There are two kinds of connection from data sources: dataset connections and instance connections. The former are for batch operations such as classifiers like J48; the latter are for stream operations such as NaiveBayesUpdateable (an incremental version of the Naïve Bayes classifier). A data source component cannot provide both types of connection: once one is selected, the other is disabled. When a dataset connection is made to a batch classifier, the classifier needs to know whether it is intended to serve as a training set or a test set. To do this, you first make the data source into a test or training set using the TestSetMaker or TrainingSetMaker components from the Evaluation panel. On the other hand, an instance connection to an incremental classifier is made directly: there is no distinction between training and testing because the instances that flow update the classifier incrementally. In this case a prediction is made for each incoming instance and incorporated into the test results; then the classifier is trained on that instance.
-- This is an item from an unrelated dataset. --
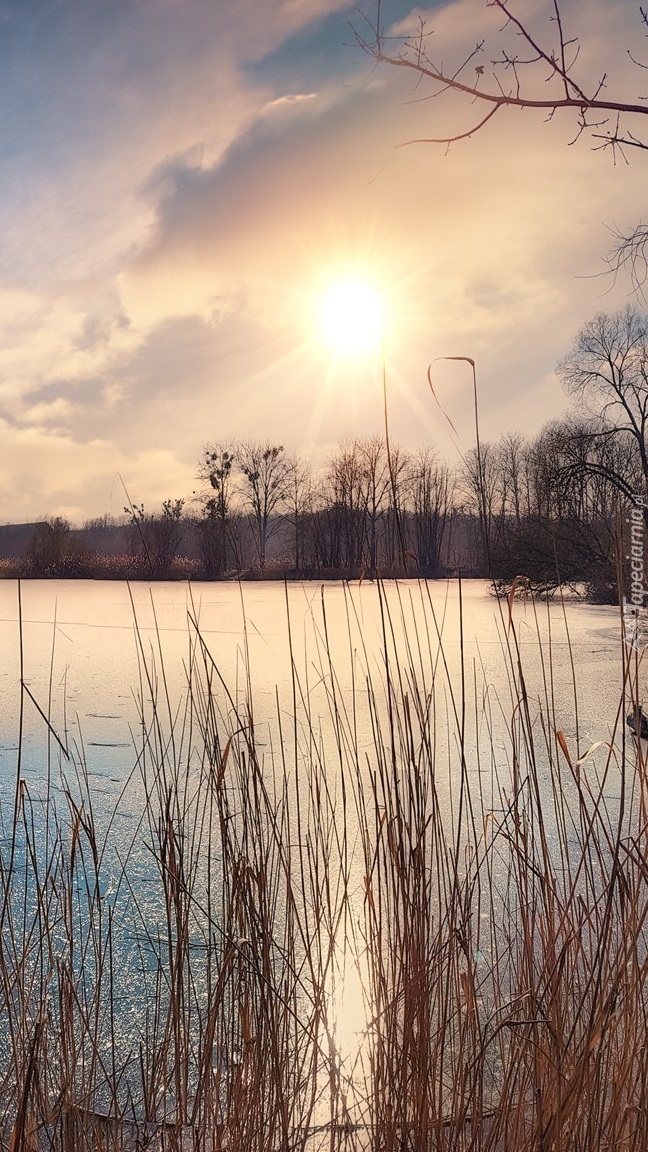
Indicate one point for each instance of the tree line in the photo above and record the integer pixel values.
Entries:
(551, 507)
If you make an instance connection to a batch classifier it will be used as a test instance because training cannot possibly be incremental whereas testing always can be. Conversely, it is quite possible to test an incremental classifier in batch mode using a dataset connection.

Connections from a filter component are enabled when it receives input from a data source, whereupon follow-on dataset or instance connections can be made. Instance connections cannot be made to supervised filters or to unsupervised filters that cannot handle data incrementally (such as Discretize). To get a test or training set out of a filter, you need to put the appropriate kind in.
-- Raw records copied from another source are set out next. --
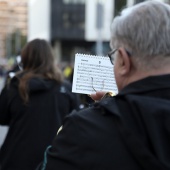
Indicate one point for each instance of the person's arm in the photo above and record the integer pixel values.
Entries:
(67, 148)
(99, 95)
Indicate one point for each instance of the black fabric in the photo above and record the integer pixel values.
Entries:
(130, 131)
(32, 127)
The classifier menu has two types of connection. The first type, namely, graph and text connections, provides graphical and textual representations of the classifier’s learned state and is only activated when it receives a training set input. The other type, namely, batchClassifier and incrementalClassifier connections, makes data available to a performance evaluator and is only activated when a test set input is present too. Which one is activated depends on the type of the classifier.
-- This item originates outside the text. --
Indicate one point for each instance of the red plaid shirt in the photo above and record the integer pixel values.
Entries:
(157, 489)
Evaluation components are a mixed bag. TrainingSetMaker and TestSetMaker turn a dataset into a training or test set. CrossValidationFoldMaker turns a dataset into both a training set and a test set. ClassifierPerformanceEvaluator generates textual and graphical output for visualization components. Other evaluation components operate like filters: they enable follow-on dataset, instance, training set, or test set connections depending on the input (e.g., ClassAssigner assigns a class to a dataset). Visualization components do not have connections, although some have actions such as Show results and Clear results.

Incremental learning

In most respects the Knowledge Flow interface is functionally similar to the Explorer: you can do similar things with both. It does provide some additional flexibility—e.g., you can see the tree that J48 makes for each cross-validation fold. But its real strength is the potential for incremental operation.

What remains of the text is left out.